Outra situação que pode acontecer, sobretudo em crianças até aos oito anos, é o sentimento de culpa pelo que aconteceu. Isto pode dever-se tanto às noções morais desta faixa etária (em que as más ações merecem castigo) ou à falta de compreensão sobre o que aconteceu.

Seguir o ritual

A decisão de levar uma criança a assistir a ritual fúnebre de um parente por exemplo depende essencialmente da maturidade criança e se esta manifesta vontade de o fazer. Antes de mais deve explicar de que se trata, no caso de uma missa por exemplo dizendo que é uma homenagem às pessoas que morreram.

Convém não esquecer que o atmosfera do local, assim como as reações das outras pessoas podem impressionar a criança, e que esta, consoante o seu nível de compreensão é muito provável que não tenha comportamentos de adulto. Na opinião de Lídia Weber, «uma criança muito pequena, abaixo dos cinco anos pode ir à missa, pois é um ritual de passagem que ela tem ainda pouca compreensão, mas sabe que a pessoa está a ir embora e não mais vai voltar. Assistir ao enterro propriamente dito pode ser assustador».

Amigos insubstituíveis

Na infância, uma das perdas mais prováveis que a criança poderá sofrer é a morte de um animal de estimação. Considerada por muitos um amigo pedagógico que familiariza a criança com o ciclo da vida, a mascote tem um valor inestimável. O cão ou o gato são amigos inseparáveis do seu filho por isso o seu desaparecimento deve ser tratado com tato.

«A perda de um bichinho de estimação é um facto muito relevante na vida de uma criança. É importante não subestimar este sentimento», afirma Lídia Weber.

 

«Os pais não devem esconder a morte do animal ou substituí-lo por outro sem ela saber, apenas para acabar com o sofrimento. A criança tem de ter um tempo de luto, pode até fazer um ritual como enterrar num jardim, por exemplo», refere ainda a especialista brasileira.

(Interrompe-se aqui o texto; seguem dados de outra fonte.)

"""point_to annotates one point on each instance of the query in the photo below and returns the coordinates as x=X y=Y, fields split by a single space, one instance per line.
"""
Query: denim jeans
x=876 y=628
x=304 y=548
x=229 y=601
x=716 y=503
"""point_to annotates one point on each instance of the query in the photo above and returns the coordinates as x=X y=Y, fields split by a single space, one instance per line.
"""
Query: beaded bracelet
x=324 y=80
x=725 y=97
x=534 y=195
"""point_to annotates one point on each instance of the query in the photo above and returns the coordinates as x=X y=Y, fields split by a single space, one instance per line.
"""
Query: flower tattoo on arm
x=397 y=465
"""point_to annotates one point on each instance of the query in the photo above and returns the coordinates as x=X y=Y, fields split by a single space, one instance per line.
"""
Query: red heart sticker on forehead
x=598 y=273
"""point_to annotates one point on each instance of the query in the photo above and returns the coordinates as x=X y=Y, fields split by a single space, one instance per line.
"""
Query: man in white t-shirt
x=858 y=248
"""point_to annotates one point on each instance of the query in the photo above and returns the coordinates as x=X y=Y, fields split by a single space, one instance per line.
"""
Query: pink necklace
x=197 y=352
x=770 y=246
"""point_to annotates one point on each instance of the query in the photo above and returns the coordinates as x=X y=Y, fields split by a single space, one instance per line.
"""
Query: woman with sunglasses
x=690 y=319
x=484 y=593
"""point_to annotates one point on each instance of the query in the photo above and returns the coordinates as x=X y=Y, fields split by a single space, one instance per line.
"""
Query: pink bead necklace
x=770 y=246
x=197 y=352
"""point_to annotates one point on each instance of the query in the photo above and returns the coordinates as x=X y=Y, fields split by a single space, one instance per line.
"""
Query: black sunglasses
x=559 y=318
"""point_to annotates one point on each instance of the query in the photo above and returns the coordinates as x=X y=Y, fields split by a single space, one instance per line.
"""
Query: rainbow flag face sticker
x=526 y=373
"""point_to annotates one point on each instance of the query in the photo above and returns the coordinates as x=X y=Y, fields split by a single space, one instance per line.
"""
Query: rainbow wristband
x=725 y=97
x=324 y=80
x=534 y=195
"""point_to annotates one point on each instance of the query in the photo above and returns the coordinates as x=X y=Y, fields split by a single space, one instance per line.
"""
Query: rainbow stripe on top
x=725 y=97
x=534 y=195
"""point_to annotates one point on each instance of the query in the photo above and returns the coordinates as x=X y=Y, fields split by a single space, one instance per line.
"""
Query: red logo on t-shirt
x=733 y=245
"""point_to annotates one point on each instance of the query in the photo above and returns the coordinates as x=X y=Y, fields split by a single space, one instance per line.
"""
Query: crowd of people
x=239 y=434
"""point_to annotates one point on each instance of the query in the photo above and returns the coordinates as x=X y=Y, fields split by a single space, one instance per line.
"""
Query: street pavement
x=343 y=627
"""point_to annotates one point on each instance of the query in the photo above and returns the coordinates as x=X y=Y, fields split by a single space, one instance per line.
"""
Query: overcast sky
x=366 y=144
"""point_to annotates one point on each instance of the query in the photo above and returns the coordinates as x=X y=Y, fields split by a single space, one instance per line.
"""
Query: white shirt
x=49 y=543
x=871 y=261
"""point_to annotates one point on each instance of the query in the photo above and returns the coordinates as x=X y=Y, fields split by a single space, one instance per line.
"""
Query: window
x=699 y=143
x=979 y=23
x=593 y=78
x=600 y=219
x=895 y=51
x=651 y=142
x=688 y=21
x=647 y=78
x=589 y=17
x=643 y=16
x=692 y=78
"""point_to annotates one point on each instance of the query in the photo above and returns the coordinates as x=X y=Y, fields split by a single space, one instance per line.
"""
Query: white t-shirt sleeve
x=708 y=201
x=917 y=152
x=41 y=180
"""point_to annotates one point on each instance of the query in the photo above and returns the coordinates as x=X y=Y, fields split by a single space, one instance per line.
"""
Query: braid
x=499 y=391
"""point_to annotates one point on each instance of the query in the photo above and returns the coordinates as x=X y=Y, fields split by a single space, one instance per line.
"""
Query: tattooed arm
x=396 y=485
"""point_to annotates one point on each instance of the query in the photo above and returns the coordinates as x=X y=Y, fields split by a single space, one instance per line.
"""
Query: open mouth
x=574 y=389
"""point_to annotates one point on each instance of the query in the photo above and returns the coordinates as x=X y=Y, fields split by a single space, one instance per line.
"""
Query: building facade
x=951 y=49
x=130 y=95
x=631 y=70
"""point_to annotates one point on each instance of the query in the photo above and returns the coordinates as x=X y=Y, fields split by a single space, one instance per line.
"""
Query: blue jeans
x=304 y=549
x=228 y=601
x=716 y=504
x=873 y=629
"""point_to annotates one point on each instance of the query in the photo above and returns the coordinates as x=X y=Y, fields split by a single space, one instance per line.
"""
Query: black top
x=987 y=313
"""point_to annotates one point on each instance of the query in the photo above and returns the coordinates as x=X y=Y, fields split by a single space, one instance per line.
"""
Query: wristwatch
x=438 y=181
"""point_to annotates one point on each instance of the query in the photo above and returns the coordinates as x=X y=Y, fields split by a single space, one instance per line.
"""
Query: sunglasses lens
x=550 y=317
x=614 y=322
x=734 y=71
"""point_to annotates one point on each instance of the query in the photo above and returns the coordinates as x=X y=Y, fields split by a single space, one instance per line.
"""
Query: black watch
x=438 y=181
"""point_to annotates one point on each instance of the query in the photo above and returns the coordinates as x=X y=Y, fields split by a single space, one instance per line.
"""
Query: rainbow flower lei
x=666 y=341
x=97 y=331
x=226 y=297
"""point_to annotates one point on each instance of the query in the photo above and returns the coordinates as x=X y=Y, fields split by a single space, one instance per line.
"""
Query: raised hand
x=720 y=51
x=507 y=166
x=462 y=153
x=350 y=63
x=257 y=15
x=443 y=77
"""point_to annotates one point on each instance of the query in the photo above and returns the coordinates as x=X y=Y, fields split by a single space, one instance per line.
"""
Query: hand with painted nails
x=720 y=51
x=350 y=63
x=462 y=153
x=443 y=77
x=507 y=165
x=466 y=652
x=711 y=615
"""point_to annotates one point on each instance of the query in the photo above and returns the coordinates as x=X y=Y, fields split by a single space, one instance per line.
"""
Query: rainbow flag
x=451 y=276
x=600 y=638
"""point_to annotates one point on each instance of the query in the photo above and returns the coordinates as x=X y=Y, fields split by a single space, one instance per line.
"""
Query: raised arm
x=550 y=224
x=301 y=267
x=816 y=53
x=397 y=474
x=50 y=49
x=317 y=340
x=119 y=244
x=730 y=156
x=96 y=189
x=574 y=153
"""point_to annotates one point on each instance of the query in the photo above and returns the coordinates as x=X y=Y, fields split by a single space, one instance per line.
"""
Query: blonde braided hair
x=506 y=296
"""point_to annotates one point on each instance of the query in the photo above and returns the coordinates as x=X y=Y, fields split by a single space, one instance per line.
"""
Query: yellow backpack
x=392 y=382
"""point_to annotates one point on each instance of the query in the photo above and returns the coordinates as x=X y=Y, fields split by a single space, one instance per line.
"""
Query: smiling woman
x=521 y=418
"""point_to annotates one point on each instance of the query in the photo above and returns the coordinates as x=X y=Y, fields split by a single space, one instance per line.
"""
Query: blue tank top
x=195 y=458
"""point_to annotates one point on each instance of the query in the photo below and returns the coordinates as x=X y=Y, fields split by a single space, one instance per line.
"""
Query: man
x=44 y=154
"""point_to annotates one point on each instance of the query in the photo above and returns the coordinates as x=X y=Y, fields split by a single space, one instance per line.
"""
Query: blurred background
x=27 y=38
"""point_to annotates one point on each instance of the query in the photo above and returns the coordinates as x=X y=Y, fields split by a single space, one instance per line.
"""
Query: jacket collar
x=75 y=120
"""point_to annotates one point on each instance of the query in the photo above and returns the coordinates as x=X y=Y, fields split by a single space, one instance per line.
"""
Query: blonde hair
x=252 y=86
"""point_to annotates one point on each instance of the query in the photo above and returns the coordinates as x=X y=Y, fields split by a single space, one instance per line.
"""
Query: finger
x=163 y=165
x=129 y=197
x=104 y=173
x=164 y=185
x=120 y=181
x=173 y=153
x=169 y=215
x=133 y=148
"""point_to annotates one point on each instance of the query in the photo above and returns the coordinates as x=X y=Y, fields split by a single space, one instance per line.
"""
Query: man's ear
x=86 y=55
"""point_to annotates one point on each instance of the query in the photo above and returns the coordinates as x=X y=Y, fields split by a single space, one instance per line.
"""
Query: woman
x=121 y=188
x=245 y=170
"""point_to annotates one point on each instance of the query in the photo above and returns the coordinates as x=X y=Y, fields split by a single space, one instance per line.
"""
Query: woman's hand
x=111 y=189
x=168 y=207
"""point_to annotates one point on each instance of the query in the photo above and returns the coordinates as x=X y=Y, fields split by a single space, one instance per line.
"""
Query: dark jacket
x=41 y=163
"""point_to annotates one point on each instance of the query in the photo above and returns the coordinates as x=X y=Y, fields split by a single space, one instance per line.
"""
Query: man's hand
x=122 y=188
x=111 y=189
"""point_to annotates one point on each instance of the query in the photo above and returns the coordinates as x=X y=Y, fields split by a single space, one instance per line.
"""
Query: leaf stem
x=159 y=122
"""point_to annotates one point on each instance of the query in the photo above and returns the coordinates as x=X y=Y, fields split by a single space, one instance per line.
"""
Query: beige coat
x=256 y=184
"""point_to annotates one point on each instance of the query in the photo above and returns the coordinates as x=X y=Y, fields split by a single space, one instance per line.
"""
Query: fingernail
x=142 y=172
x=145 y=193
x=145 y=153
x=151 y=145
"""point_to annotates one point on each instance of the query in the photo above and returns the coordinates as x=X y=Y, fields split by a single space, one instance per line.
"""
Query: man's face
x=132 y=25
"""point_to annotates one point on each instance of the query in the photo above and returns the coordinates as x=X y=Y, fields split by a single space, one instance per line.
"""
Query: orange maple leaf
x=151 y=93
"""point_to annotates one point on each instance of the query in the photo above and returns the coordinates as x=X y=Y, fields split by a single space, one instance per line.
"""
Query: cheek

Mais tarde se a criança manifestar esse desejo, a aquisição de outro animal de estimação é algo positivo desde que se deixe claro que este é um novo amiguinho e que o anterior ocupará para sempre um lugar no seu coração.

Hora certa

Estar recetivo e manter a serenidade é o melhor caminho a seguir neste campo, como refere Lídia Weber, «não existe a melhor forma, nem o melhor momento. O importante é estar preparado para tiver de esclarecer (se ela pergunta ou se há um caso de morte real de um ente querido), evitando que ela fique com noções erradas a respeito de um acontecimento que faz parte da vida tanto quanto o nascimento.»

Dependendo do contexto religioso em que a criança vive, pode dizer que a pessoa foi para o céu. Outra explicação, aconselhada por especialistas, consiste em centrar-se em aspetos físicos, explicando que o coração deixou de bater, por exemplo. Contar uma história leva a criança a identificar com as personagens e pode
ajudá-la a compreender melhor a situação.

 

Mas o mais importante é o diálogo. E não se surpreenda se, por exemplo ao saber que avó morreu, ela se mostrar preocupada com quem a irá buscar à escola a partir de agora pois, como explica a psicóloga, «para a criança o que é concreto é a presença ou ausência dessa avó e o que fazia, não querendo dizer que a criança seja insensível».